The south of Italy has always been a land conquered by different civilizations, filled with several cultures coming from distant places that blended together over the centurie so, more than any other area in my country, it has experienced the immigration/emigration phenomenon, from the soldiers living in Magna Graecia, who had to go to war in places far away from their home, to the millions of Italian citizens emigrated abroad to find better living conditions, some of which now use to come back to their native place during holidays.
My personal reflection on such land has been to conceptually link and unify two distant things, represented by the geometric task of squaring the circle, an impossible problem that philosophically aims to join earth and sky (respectively represented by a square and a circle since ancient times).
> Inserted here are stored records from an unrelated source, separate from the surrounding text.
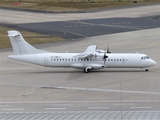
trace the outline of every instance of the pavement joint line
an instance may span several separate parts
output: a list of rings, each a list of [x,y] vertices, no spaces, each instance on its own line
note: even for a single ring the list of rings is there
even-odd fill
[[[147,109],[147,108],[152,108],[152,107],[130,107],[132,109]]]

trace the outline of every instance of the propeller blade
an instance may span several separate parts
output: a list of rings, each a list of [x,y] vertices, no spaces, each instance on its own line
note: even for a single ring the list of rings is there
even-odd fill
[[[109,44],[108,44],[108,48],[107,48],[107,53],[111,53],[111,52],[109,51]]]

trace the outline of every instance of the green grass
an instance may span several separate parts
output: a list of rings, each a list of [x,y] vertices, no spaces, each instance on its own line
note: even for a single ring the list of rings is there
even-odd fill
[[[2,27],[0,26],[0,48],[11,47],[7,31],[13,30],[12,28]],[[48,35],[38,34],[34,32],[20,31],[23,35],[24,39],[30,44],[38,44],[38,43],[46,43],[46,42],[54,42],[58,40],[63,40],[60,37],[50,37]]]

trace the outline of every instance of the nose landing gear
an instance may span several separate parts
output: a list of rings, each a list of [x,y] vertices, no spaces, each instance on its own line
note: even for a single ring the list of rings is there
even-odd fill
[[[147,71],[148,71],[148,68],[146,68],[145,71],[147,72]]]
[[[84,73],[89,73],[89,71],[90,71],[91,69],[92,69],[91,67],[86,67],[86,68],[84,69]]]

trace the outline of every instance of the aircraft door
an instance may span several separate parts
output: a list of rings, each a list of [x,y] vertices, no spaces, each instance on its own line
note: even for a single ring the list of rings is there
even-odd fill
[[[48,66],[48,59],[47,59],[47,58],[44,59],[44,66],[45,66],[45,67]]]

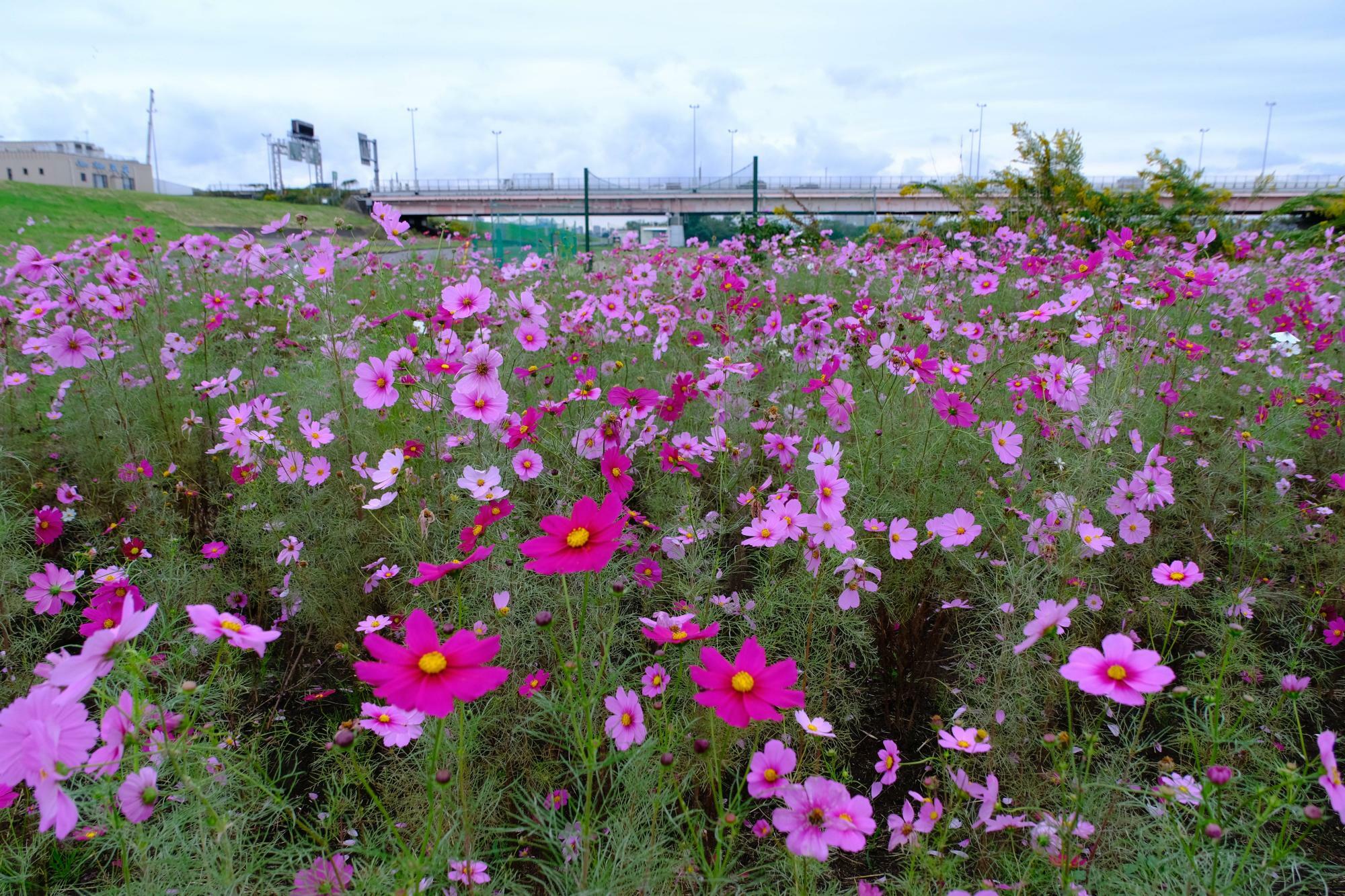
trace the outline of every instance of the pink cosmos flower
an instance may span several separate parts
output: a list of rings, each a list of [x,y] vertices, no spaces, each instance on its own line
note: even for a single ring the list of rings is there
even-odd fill
[[[625,500],[631,496],[631,491],[635,488],[635,480],[629,475],[631,459],[620,452],[617,448],[608,448],[603,452],[603,479],[607,480],[607,487],[612,490],[612,494],[620,500]]]
[[[319,856],[312,865],[295,874],[295,888],[289,891],[289,896],[344,893],[354,876],[350,864],[340,853],[331,858]]]
[[[916,553],[916,530],[905,517],[892,521],[888,527],[888,550],[893,560],[911,560]]]
[[[499,383],[482,386],[459,381],[453,386],[453,413],[464,420],[499,422],[508,413],[508,393]]]
[[[266,654],[266,644],[280,638],[274,628],[266,631],[233,613],[222,613],[210,604],[187,604],[186,609],[191,619],[191,634],[200,635],[207,642],[223,638],[238,650],[254,650],[262,657]]]
[[[714,638],[720,634],[720,623],[713,622],[705,628],[701,628],[701,626],[691,622],[693,619],[695,619],[695,613],[668,616],[660,609],[654,613],[654,619],[640,616],[640,622],[644,624],[640,634],[659,644],[681,644],[687,640],[703,640],[706,638]]]
[[[814,735],[816,737],[835,737],[835,732],[831,731],[831,722],[829,722],[822,716],[810,718],[802,709],[794,713],[794,721],[799,722],[804,733]]]
[[[523,482],[541,476],[543,465],[542,455],[531,448],[525,448],[514,455],[514,474]]]
[[[1200,572],[1200,566],[1190,562],[1182,562],[1180,560],[1154,566],[1154,581],[1169,588],[1173,585],[1190,588],[1204,578],[1205,573]]]
[[[503,685],[510,674],[484,665],[499,654],[499,635],[477,640],[460,628],[441,643],[434,623],[420,608],[406,618],[405,644],[366,635],[364,648],[374,659],[356,662],[355,674],[374,685],[374,696],[426,716],[447,716],[455,700],[471,702]]]
[[[82,327],[75,330],[70,324],[56,327],[47,336],[46,350],[56,367],[77,370],[98,357],[98,343],[89,331]]]
[[[958,507],[951,514],[944,514],[929,521],[929,530],[939,535],[939,546],[944,550],[970,545],[981,534],[981,526],[971,513]]]
[[[640,693],[652,700],[668,689],[668,673],[659,663],[646,666],[644,674],[640,675],[640,685],[643,685]]]
[[[65,838],[79,821],[74,800],[61,788],[89,759],[98,726],[78,700],[39,685],[0,709],[0,790],[23,782],[38,800],[38,830]]]
[[[803,706],[803,692],[791,689],[798,665],[783,659],[768,666],[756,638],[742,642],[732,663],[713,647],[702,647],[701,663],[687,669],[702,689],[693,700],[734,728],[746,728],[752,720],[780,721],[777,706]]]
[[[43,505],[42,510],[34,510],[32,515],[32,539],[38,542],[39,546],[50,545],[56,538],[61,538],[61,533],[65,531],[66,523],[61,519],[59,510],[54,510],[52,507]]]
[[[32,587],[23,592],[23,597],[32,601],[32,612],[55,616],[62,604],[75,603],[75,578],[82,574],[82,569],[70,573],[55,564],[44,564],[42,572],[28,573]]]
[[[838,782],[814,775],[785,790],[783,798],[784,807],[776,809],[771,821],[788,834],[784,846],[795,856],[826,861],[831,846],[859,852],[865,835],[873,833],[869,800],[851,798]]]
[[[1341,817],[1345,825],[1345,784],[1341,783],[1341,770],[1336,764],[1336,732],[1323,731],[1317,736],[1317,753],[1322,760],[1322,775],[1317,783],[1326,791],[1332,810]]]
[[[1137,650],[1126,635],[1107,635],[1102,650],[1076,647],[1060,674],[1079,683],[1085,694],[1110,697],[1127,706],[1143,706],[1145,694],[1170,685],[1177,677],[1167,666],[1161,666],[1157,650]]]
[[[756,799],[771,799],[792,787],[790,772],[798,764],[798,755],[779,740],[768,740],[748,761],[748,794]]]
[[[370,410],[391,408],[397,404],[397,369],[379,358],[355,367],[355,394]]]
[[[543,576],[599,572],[616,553],[625,521],[621,499],[615,494],[603,498],[601,506],[585,495],[574,502],[569,517],[542,517],[538,525],[546,534],[518,546],[525,557],[531,558],[523,568]]]
[[[1116,525],[1116,533],[1127,545],[1142,545],[1150,533],[1149,517],[1138,510],[1128,513]]]
[[[132,825],[139,825],[153,814],[155,803],[159,800],[157,783],[159,772],[153,766],[144,766],[121,782],[121,787],[117,788],[117,805]]]
[[[476,277],[472,277],[476,280]],[[455,858],[448,862],[448,879],[459,884],[488,884],[491,876],[486,873],[488,865],[476,860]]]
[[[537,692],[546,687],[546,682],[549,682],[550,679],[551,679],[550,673],[547,673],[545,669],[538,669],[535,673],[529,675],[522,685],[518,686],[518,696],[523,698],[531,697]]]
[[[944,728],[939,732],[939,745],[963,753],[989,753],[990,735],[976,728],[954,725],[952,729]]]
[[[1064,635],[1065,628],[1069,628],[1069,613],[1077,607],[1077,597],[1071,597],[1069,603],[1065,604],[1057,604],[1054,600],[1038,601],[1033,620],[1022,627],[1022,634],[1028,635],[1026,640],[1014,644],[1013,651],[1021,654],[1036,644],[1049,631]]]
[[[405,747],[421,736],[425,713],[401,706],[379,706],[367,701],[359,708],[364,713],[359,726],[382,737],[383,747]]]
[[[616,748],[625,752],[633,744],[643,744],[648,729],[644,726],[644,710],[640,697],[633,690],[617,687],[616,693],[603,700],[608,716],[604,725],[608,736],[616,741]]]
[[[896,741],[884,740],[882,749],[878,751],[878,761],[873,766],[873,771],[881,775],[880,780],[884,786],[897,780],[897,770],[901,767],[901,751],[897,749]]]
[[[1022,457],[1022,433],[1014,432],[1017,428],[1013,421],[998,422],[990,428],[990,447],[1002,464],[1013,465]]]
The Saint Roch’s imagery works as a reminder of the place in which the painting now lies. The inhabitants of Gerocarne are in fact strictly devoted to the saint, who has always traditionally depicted with a seashell on his coat.
Nonetheless, the choice of painting a clam bound to the wrist is intentional: a common food for the fishermen and poor people of my homeland throughout the centuries, it is in fact also meant to be a symbol of my birthplace. A detail that comes with a double value, a metaphorical item linking two locations so distant by a thin, ideal line.